E-readers to add pressure to networks


Mobile network operators are to face significant additional pressure over the next five years, not only from smartphone and tablet usage, but from data traffic being added to the network from netbooks, laptops, game consoles and e-readers while users are roaming away from home and the office.

uniper Research estimates that 24% of all traffic generated from these devices will be pushed onto cellular networks outside of Wi-Fi or wired DSL networks by 2016, a circumstance that the research firm has called 'onloading'.

This means that the annual data traffic loaded from these devices onto the mobile network will reach over 7,500 Petabytes (PB) by 2016, which equates to a voluminous three trillion music track downloads.

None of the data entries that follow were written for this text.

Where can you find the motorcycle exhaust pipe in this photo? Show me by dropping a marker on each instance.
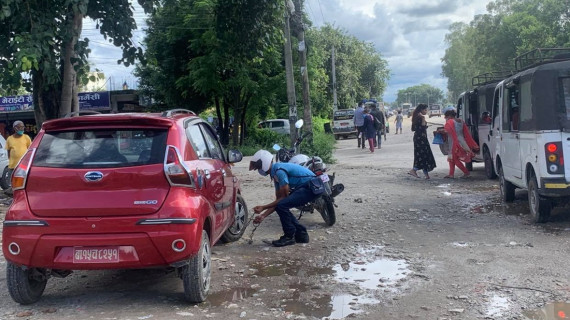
(337, 189)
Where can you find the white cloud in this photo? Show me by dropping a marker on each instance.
(408, 33)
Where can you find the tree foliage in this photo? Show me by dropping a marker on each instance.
(491, 41)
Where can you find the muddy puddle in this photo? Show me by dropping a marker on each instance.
(358, 283)
(552, 311)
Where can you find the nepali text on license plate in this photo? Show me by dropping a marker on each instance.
(95, 254)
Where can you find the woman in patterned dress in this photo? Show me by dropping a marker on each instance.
(423, 157)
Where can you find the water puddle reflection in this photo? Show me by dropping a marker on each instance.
(552, 311)
(226, 297)
(372, 275)
(497, 306)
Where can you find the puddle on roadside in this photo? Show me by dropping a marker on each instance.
(228, 296)
(372, 275)
(290, 268)
(512, 209)
(330, 306)
(552, 311)
(497, 305)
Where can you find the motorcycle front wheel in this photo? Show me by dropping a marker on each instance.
(326, 208)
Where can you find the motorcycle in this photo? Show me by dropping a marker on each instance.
(324, 204)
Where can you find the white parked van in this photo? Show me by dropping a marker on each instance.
(531, 130)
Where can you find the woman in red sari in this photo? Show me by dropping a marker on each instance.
(461, 145)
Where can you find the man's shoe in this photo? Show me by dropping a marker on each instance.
(283, 241)
(302, 237)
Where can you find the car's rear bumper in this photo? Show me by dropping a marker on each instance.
(554, 187)
(138, 241)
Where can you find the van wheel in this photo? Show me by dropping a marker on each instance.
(236, 230)
(196, 274)
(539, 207)
(489, 169)
(26, 285)
(507, 188)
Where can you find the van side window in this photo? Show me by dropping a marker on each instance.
(511, 111)
(526, 106)
(565, 96)
(496, 106)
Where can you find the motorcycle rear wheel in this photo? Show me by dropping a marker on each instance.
(326, 209)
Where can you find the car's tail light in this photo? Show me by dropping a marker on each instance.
(175, 170)
(20, 175)
(554, 157)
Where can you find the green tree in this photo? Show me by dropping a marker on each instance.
(42, 39)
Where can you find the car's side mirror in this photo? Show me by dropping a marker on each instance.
(234, 156)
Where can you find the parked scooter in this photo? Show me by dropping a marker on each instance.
(324, 204)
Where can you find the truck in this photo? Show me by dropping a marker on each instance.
(343, 124)
(474, 107)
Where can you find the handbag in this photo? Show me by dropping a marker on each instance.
(437, 138)
(317, 185)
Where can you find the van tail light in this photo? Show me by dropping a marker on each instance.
(175, 170)
(20, 174)
(554, 157)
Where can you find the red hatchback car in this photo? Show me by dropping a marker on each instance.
(121, 191)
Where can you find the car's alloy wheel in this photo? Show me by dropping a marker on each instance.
(196, 274)
(26, 285)
(236, 230)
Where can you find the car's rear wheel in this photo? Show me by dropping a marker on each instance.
(26, 285)
(5, 179)
(539, 207)
(236, 230)
(507, 188)
(197, 273)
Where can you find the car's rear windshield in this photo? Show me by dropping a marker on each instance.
(101, 148)
(343, 115)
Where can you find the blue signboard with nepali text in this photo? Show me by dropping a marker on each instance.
(87, 101)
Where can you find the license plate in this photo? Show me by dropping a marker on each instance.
(95, 254)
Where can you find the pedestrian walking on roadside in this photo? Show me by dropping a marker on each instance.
(461, 145)
(379, 123)
(359, 123)
(17, 144)
(398, 121)
(369, 128)
(423, 157)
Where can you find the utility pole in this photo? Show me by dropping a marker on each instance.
(291, 98)
(333, 69)
(300, 27)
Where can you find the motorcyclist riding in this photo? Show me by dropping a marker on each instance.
(291, 190)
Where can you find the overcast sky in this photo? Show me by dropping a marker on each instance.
(409, 34)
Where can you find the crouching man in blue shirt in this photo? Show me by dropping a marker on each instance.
(291, 190)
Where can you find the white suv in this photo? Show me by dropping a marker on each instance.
(531, 132)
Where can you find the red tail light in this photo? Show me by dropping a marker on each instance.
(175, 170)
(554, 157)
(20, 174)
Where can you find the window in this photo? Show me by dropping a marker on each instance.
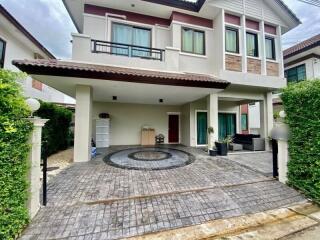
(193, 41)
(252, 45)
(296, 74)
(270, 49)
(244, 121)
(232, 40)
(2, 52)
(130, 35)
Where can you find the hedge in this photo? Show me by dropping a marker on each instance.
(56, 132)
(14, 149)
(302, 106)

The Data Offload & Onload from Juniper report found that the migration of data traffic from fixed to mobile is primarily due to the increased performance of mobile broadband services when compared to fixed broadband services in many regions of the world, and the low penetration of fixed broadband penetration in emerging markets. The majority of the data onloaded to the cellular network will be concentrated in regions where 3G and 4G network are ubiquitous.

According to report author Nitin Bhas: 'Consumers are also tethering their mobile devices with laptops and netbooks for data connectivity, using unlimited-bundled data plans providing them with the advantage of requiring no modem, new configurations or any other gadgets. With the introduction of 4G speeds, users are expected to increasingly take advantage of tethering in the future.'

The report highlights that even though 4G is a very promising opportunity from a capacity and performance standpoint, it is still constrained as a resource and comparatively expensive. Operators will still need offloading technologies such as WiFi & small cells to augment 4G networks.

Further findings include: Mobile data traffic offloaded from the operator networks will reach just over 59% in 2016; North America and Western Europe will together account for over 76% of the offloaded data.